Second Law of Kirchhoff’s Kirchhoff’s Voltage Law: This law of Kirchhoff defines the Conservation of Energy and can be represented with the following equation:

∑∆V=0

∆V= Potential difference 

Wheatstone Bridge

It is a device by which we determine the resistance of an unknown resistor. This Wheatstone bridge comprises four arms (the resistors). The ratio of any two resistors remains constant while the other two have to be balanced. One of these arms is unknown. By using the formula for the Wheatstone bridge, we can determine the resistance of this unknown resistor. Metre Bridge and Wien bridge are based on the principle of Wheatstone bridge.

Wheatstone Bridge Derivation

To get Wheatstone bridge derivation assumes a given Wheatstone bridge consisting of 4 resistances in an arm of a parallelogram (say ABCD). We use a cell in this arrangement. 

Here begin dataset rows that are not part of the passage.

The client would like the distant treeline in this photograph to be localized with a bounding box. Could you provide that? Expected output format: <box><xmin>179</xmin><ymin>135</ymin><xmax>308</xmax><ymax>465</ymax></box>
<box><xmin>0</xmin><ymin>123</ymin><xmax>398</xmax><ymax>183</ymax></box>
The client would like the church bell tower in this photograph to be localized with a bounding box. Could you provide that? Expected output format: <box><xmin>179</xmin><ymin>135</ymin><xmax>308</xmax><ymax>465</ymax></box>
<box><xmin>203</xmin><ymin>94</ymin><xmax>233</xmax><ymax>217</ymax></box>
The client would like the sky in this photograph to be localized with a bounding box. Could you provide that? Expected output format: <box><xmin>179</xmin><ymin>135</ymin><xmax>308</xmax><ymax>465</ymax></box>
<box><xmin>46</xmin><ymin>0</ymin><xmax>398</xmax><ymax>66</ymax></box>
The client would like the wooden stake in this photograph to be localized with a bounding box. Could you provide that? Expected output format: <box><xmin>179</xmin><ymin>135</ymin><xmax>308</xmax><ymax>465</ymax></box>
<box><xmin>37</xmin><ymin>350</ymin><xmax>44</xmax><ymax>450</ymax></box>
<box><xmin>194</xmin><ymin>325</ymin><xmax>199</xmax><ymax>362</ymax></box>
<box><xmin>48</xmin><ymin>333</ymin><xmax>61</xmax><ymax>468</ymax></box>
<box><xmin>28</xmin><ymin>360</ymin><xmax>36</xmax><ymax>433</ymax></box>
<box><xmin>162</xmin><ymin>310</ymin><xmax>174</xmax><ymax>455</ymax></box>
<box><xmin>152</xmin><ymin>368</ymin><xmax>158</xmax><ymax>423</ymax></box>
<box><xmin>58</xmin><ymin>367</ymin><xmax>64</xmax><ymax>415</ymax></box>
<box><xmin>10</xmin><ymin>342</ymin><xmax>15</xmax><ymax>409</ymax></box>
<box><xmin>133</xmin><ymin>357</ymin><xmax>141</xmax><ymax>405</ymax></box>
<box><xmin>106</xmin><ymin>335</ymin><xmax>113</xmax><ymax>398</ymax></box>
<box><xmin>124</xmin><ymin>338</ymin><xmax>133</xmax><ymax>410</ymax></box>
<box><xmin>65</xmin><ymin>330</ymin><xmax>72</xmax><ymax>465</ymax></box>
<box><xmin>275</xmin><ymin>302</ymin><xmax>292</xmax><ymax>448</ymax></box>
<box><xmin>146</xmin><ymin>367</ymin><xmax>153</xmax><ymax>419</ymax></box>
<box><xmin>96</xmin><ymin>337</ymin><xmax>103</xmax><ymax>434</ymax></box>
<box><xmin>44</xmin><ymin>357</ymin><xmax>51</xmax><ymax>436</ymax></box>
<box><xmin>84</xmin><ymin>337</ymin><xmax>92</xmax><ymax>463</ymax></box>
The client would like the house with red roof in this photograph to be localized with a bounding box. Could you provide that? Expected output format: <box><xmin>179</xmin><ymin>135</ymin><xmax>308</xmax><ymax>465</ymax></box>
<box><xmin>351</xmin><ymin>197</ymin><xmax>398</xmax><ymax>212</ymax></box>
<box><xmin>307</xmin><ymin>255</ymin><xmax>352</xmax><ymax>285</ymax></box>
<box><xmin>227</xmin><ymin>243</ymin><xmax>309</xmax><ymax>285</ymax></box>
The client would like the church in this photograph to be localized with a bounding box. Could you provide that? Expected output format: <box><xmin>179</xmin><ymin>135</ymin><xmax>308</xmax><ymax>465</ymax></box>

On pressing a key (say k1), i Ampere current starts flowing through it. The current will further divide into two parts, i1 and i2, at a point (say A). The four resistances (say P, Q, R, and S) are arranged so that the bridge remains balanced on pressing the other key (say k2), which means there is no deflection in the arm of the galvanometer. When we press the other key, k2, there will be no current in the arm (say BD).

By Kirchhoff’s Voltage Law

In the given closed mesh, ABDA (half of the parallelogram),

-i1P +i2=0

i1P=i2R (Equation 1)

Similarly, in the other closed mesh BCDB,

i1Q=i2S (Equation 2)

On dividing the equations, we get, 

P/Q= R/S

This equation is for a balanced Wheatstone bridge.

Solved Questions on Wheatstone Bridge

Q 1- In a given Wheatstone bridge, the resistance P is 10 Ω, Q is 100 Ω, and R is 20 Ω. Determine the value of S if the galvanometer shows zero deflection (balanced state).

Solution:

Using the formula of Wheatstone bridge as derived above:

P/Q= R/S

10/100= 20/S

=200 Ω

Answer: The value of S, when the Wheatstone bridge shows zero deflection, will be 200 Ω.

Q 2- Determine the value of ‘a’ for a given balanced Wheatstone bridge for which the values are as follows:

P= 400 Ω, Q= 800 Ω, R=a+200 and S=1000 Ω. 

Solution:

Using the formula of Wheatstone bridge as derived above:

P/Q= R/S

400/800= a+200/1000

400 ×1000/800= a+200

a+200=500

a=500-200

a=300 Ω

Answer: The value of ‘a’ for a given balanced Wheatstone bridge is 300 Ω. 

Q 3- Determine the value of S in a given Wheatstone bridge showing zero deflection with values P=100 Ω, Q=40 Ω and R=20 Ω.

Solution:

Using the formula of Wheatstone bridge:

P/Q= R/S

100/40=20/S

40×20/100=S

S=8 Ω.

Answer: The value of S in a given Wheatstone bridge showing zero deflection with values P=100 Ω, Q=40 Ω and R=20 Ω will be 8 Ω.

Conclusion

Circuit theory defines the flow of techniques of electric current in the given circuit. Ohm’s law and Kirchhoff’s laws are the basis of defining this circuit theory. These laws derive the relationship between resistance, electric current and voltage. The equation expressing Ohm’s law is E=IR. 

The Wheatstone bridge, comprising four resistors, is used to determine the resistance of any unknown resistors. This Wheatstone bridge comprises four arms (the resistors). The ratio of any two resistors remains constant while the other two have to be balanced. P/Q=R/S equation is not for an unbalanced Wheatstone bridge.